Maybe this intuitive "proof" will help.

Coins and dice and datums (solid objects with detectable outcomes) may, or may not have bias, it depends on how they were made and on manufacturing defects that resulted. But, at a minimum, such bias can oftentimes be side-stepped or bypassed.

Consider this argument from Johnny Von Neuman.

Suppose you have a single biased coin with these outcome probabilities:

A) Heads (1) 60% (Call this probability p.)

B) Tails (0) 40% (The probability of this outcome is q=(1-p), by definition.)

Now let us apply this algorithm to sequential tosses for this coin:

1) Toss the coin twice.

2) If you get heads followed by tails, return 1. (Say this outcome occurs with probability p’.)
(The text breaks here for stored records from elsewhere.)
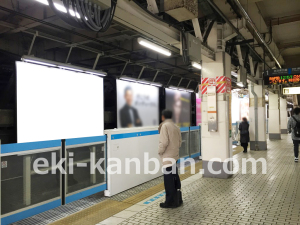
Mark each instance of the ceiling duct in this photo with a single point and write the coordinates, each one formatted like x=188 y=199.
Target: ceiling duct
x=182 y=10
x=95 y=15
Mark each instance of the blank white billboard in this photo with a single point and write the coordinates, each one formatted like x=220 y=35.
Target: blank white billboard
x=57 y=104
x=137 y=104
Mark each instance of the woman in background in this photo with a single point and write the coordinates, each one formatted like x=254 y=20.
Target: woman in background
x=244 y=132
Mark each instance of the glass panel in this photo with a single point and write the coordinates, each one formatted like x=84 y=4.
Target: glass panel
x=45 y=186
x=195 y=142
x=21 y=186
x=11 y=184
x=82 y=177
x=184 y=149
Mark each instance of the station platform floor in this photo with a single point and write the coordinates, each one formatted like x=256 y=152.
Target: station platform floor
x=271 y=198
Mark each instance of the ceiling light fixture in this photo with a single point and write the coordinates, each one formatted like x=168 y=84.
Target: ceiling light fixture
x=72 y=13
x=196 y=65
x=44 y=62
x=234 y=74
x=39 y=63
x=154 y=47
x=181 y=89
x=45 y=2
x=240 y=84
x=69 y=68
x=130 y=79
x=60 y=7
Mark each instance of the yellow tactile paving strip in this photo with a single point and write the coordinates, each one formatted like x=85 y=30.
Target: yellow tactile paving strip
x=103 y=210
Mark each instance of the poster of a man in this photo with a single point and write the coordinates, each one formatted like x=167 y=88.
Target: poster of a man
x=179 y=103
x=137 y=104
x=129 y=115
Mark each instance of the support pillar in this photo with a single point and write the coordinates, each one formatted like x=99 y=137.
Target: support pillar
x=274 y=116
x=283 y=116
x=261 y=142
x=216 y=146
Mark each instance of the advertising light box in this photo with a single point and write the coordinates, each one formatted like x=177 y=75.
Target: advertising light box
x=137 y=104
x=57 y=104
x=180 y=104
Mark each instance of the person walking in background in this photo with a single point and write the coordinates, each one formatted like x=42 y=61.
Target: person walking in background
x=244 y=132
x=169 y=144
x=294 y=128
x=129 y=116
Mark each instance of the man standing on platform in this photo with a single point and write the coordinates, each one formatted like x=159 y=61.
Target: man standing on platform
x=169 y=144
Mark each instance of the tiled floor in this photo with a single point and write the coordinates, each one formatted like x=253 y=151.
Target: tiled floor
x=271 y=198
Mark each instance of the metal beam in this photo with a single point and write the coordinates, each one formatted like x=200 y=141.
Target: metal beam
x=96 y=41
x=96 y=61
x=69 y=53
x=152 y=6
x=32 y=42
x=236 y=30
x=197 y=29
x=169 y=80
x=188 y=85
x=142 y=70
x=240 y=55
x=124 y=68
x=283 y=20
x=155 y=75
x=179 y=82
x=207 y=31
x=240 y=42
3) If you get tails followed by heads, return 0. (The probability of this outcome is q’=(1-p’), by definition.)

4) Otherwise, ignore the outcome and go to step 1.
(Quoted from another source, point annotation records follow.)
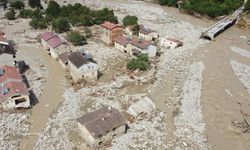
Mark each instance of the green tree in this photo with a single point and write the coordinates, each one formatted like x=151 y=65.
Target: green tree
x=130 y=20
x=17 y=4
x=76 y=38
x=53 y=9
x=10 y=15
x=141 y=63
x=247 y=5
x=35 y=3
x=61 y=25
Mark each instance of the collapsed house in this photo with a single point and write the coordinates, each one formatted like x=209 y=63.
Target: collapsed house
x=54 y=44
x=13 y=91
x=110 y=31
x=101 y=126
x=135 y=46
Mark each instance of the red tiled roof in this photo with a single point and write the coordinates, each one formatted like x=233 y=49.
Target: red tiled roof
x=10 y=73
x=55 y=41
x=101 y=121
x=47 y=35
x=122 y=40
x=110 y=25
x=14 y=88
x=142 y=44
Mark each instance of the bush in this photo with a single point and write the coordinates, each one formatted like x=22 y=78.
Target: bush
x=38 y=23
x=76 y=38
x=17 y=4
x=141 y=63
x=53 y=9
x=247 y=5
x=61 y=25
x=35 y=3
x=10 y=15
x=130 y=20
x=26 y=13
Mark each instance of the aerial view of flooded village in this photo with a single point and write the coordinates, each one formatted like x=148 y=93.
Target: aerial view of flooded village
x=124 y=74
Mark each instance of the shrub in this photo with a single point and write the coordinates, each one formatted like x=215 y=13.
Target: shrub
x=10 y=15
x=17 y=4
x=141 y=63
x=76 y=38
x=61 y=25
x=130 y=20
x=26 y=13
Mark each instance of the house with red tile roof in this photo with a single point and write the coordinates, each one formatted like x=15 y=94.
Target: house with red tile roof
x=82 y=67
x=101 y=126
x=13 y=91
x=54 y=44
x=110 y=31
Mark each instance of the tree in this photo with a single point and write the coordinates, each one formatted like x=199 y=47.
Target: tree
x=141 y=63
x=53 y=9
x=76 y=38
x=247 y=5
x=10 y=15
x=130 y=20
x=61 y=25
x=17 y=4
x=35 y=3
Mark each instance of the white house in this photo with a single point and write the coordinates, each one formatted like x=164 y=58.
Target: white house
x=170 y=43
x=101 y=126
x=82 y=66
x=148 y=34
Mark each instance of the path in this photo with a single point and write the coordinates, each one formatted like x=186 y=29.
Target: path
x=48 y=101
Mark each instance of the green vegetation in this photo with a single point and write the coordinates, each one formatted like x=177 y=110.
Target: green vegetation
x=17 y=4
x=141 y=63
x=247 y=6
x=76 y=38
x=10 y=15
x=212 y=8
x=130 y=20
x=35 y=3
x=61 y=25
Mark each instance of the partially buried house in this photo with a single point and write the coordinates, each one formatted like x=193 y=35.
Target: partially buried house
x=101 y=126
x=13 y=91
x=82 y=66
x=54 y=44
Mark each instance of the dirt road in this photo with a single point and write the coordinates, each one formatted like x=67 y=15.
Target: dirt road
x=48 y=101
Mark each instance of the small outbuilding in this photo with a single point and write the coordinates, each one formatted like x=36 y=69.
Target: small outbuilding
x=170 y=43
x=101 y=126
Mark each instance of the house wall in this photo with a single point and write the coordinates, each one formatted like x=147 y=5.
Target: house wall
x=168 y=44
x=121 y=47
x=10 y=102
x=91 y=141
x=88 y=72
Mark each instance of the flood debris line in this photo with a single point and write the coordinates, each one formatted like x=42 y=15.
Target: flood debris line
x=242 y=71
x=189 y=122
x=241 y=52
x=12 y=128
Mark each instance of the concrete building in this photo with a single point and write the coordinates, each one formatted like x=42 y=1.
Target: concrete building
x=110 y=31
x=82 y=66
x=101 y=126
x=13 y=91
x=141 y=46
x=170 y=43
x=147 y=34
x=53 y=44
x=121 y=43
The bit stream that results is devoid of bias. Here’s why. The probabilities of obtaining (0 and 1) or (1 and 0) after two tosses of the coin are the same, namely p(1-p). On the other hand, if (1 and 1) or (0 and 0) are thrown, those outcomes are ignored and the algorithm loops around with probability 1 – 2p(1-p). So, the probability (p’) of getting a 1 using this algorithm after any sequential two tosses of the coin is p’ = p(1-p) + p’(1-2p(1-p)). The solution of which is p’=1/2, and since q’=(1-p’), then q’=1/2. A fair unbiased toss!

In fact, the example bias numbers given above don’t matter for the argument to hold (note that after solving for p’ it is independent of p). The outcome of the algorithm is a fair toss (in terms of the (0 and 1)-bit stream that results), regardless of the actual bias in the coin for a single toss. All the bias does is have an effect on the efficiency with which the bit stream is created, because each time we toss heads-heads or tails-tails we loop around and those two tosses are thrown away (lost). For an unbiased coin the algorithm is 50% efficient, but now has the guarantee of being unbiased. For a biased coin (or simply unknown bias) the algorithm is less than 50% efficient, but now has the guarantee of being unbiased.

This algorithm is trivial to implement for the Satoshi9000.

[o1o1o1]

Thank you so much for explaining it with a concrete example, now even I understand it :)

This really is a useful idea.

[Jerrrrrrry]

  >Maybe I don't understand why or what you don't understand but...

Small mis-step because of an extremely bias head-example (99%H, 1%T).

When imagined, the first result is 99% Heads...until you finally flip a Tails.

We had to do this exact thing in 6th grade, and I picked proving 5%...fml.

I forgot that they are discrete pairs, not continuous (like my head cannon).

The XOR is the magic. Always has been.